The Circuit of Youth?

The holiday season is one filled with contradictions. It is a season of good cheer that stands out more because it is mixed with the killer instinct (Mall shopping for instance. Or parking lots.) A season of cursing the weather while hoping it snows that one day. A season of sharing love with your family … when you are not trying to throttle them. A season in which we embrace the past while we make room for the future.

This last one stands out in my mind a bit at the moment. As I might have mentioned in a few posts here, my mother is a bit … old school. She and technology agree to co-exist, as long as the technology recognizes its proper place. Which is generally in another room.

I have been trying to get her to use things technical more because SOMETIMES it does actually make life easier. And have even had a bit of success.

Maybe too much.

I might have created a monster.

""For instance, there was a time not to long ago that mom was hesitant to use a credit card anywhere except in person (if at all).  Yet in the last couple of years she has become quite fond of catalog shopping, which basically meant the credit card has got to be used from afar. At first it was just over the phone. But somewhere along the line she had to do it online.

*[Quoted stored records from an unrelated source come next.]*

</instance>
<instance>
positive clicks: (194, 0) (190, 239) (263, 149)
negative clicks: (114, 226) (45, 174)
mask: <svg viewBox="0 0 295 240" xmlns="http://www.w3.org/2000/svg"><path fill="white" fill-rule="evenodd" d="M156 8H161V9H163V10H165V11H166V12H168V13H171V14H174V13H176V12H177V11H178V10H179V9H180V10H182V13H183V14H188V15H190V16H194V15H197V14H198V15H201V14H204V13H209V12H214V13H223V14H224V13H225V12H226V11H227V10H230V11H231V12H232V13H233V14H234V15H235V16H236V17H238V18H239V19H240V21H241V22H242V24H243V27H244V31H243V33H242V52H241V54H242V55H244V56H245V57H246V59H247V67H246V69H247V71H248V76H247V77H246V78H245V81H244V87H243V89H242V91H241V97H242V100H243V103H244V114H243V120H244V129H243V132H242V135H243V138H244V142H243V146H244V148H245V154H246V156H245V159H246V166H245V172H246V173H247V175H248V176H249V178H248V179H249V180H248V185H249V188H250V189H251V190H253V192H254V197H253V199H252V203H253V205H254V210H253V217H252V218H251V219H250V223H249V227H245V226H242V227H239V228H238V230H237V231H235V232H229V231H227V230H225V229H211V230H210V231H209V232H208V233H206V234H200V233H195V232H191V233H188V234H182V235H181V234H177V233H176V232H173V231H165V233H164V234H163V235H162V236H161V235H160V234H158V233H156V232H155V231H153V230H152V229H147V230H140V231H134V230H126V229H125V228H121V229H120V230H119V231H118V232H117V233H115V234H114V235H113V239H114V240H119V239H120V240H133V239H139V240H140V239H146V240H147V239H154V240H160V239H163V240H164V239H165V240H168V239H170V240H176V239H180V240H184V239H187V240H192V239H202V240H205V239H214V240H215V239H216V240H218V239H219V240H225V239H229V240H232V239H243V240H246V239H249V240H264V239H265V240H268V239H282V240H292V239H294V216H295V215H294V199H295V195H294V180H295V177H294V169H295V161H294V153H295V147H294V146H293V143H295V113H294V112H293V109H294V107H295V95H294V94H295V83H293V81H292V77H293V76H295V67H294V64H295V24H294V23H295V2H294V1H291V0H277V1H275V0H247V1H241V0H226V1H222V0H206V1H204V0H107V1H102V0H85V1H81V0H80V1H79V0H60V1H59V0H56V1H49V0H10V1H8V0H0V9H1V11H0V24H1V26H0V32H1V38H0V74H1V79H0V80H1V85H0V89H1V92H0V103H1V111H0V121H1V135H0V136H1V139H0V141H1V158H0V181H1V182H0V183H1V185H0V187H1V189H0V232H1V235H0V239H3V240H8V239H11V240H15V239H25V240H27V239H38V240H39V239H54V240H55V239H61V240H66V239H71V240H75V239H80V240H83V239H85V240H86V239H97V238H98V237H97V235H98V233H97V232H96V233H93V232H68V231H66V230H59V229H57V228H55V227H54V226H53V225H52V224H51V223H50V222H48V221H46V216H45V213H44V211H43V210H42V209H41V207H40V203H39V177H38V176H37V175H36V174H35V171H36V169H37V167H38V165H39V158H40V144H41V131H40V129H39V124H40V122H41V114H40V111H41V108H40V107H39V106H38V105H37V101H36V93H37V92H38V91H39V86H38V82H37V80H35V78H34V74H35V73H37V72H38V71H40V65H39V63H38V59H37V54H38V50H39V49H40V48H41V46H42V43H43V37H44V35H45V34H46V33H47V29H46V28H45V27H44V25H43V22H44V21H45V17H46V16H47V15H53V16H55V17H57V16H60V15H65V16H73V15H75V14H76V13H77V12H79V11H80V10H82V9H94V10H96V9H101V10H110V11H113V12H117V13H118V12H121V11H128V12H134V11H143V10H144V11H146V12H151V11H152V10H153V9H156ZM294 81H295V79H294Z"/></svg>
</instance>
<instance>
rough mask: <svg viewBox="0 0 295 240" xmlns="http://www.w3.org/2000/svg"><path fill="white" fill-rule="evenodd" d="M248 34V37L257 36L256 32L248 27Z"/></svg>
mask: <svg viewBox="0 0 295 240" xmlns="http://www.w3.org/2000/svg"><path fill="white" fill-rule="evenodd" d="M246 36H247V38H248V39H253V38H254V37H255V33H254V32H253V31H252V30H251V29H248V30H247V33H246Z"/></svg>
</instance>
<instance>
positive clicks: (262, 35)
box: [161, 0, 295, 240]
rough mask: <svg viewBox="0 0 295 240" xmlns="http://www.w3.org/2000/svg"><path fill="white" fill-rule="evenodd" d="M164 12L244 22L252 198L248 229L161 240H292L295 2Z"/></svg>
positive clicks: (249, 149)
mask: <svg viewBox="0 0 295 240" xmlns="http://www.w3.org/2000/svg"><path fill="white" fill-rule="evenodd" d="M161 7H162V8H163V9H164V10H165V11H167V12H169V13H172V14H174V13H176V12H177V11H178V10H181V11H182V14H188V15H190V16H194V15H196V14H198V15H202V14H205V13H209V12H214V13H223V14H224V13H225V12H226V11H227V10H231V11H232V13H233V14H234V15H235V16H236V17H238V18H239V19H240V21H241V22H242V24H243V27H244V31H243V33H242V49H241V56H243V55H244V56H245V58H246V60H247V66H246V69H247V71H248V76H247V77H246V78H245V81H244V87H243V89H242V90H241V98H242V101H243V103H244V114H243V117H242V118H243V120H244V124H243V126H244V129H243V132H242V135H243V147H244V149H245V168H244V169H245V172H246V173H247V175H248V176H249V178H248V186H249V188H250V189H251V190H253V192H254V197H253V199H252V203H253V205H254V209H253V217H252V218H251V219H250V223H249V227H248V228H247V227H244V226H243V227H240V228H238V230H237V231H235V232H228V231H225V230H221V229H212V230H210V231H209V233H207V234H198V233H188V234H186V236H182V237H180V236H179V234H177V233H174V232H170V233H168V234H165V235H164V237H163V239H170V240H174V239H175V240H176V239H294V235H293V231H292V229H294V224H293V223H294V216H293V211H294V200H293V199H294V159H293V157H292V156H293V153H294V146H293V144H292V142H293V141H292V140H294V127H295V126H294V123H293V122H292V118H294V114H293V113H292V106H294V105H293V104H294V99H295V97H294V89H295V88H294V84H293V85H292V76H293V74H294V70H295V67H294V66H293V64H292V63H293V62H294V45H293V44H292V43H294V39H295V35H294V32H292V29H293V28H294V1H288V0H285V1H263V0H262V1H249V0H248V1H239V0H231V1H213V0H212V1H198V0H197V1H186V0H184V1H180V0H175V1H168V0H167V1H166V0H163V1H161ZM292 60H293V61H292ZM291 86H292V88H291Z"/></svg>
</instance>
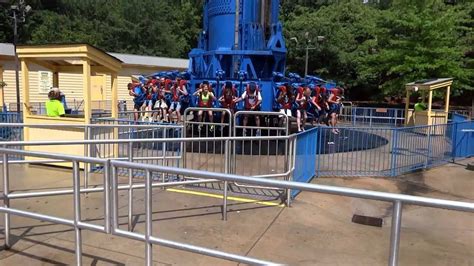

And that first sweet taste of ease (when it WAS in fact easy) hooked her. She is now quite taken with online shopping, as is evident by the several bags of goodies I lugged into my sister’s house for our recent holiday meal.

The other day there was a little incident that has me concerned though. It has been hard to get my mother to recognize that a cell phone actually works better if you … well turn it on when you are out and about. Having a pretty purple phone that takes pictures has helped get that message across. However, I was a bit surprised when the other day, as I was sitting in the "thinking" room, with my own phone on steroids being a more than adequate substitute for a magazine or book, my phone rings. After getting over the shock of a phone actually being used as a phone, I noticed that the person who was calling was … my mother.

The last time I checked, she was downstairs with my dad. Apparently she had moved to the computer, and after a bout of checking on her most recent wave of online purchases, she was having difficulty … printing an email! So she did what any 11-year-old child of this generation will do to ask a question of someone two rooms over. She called me.

Who knew that embracing technology also caused age regression!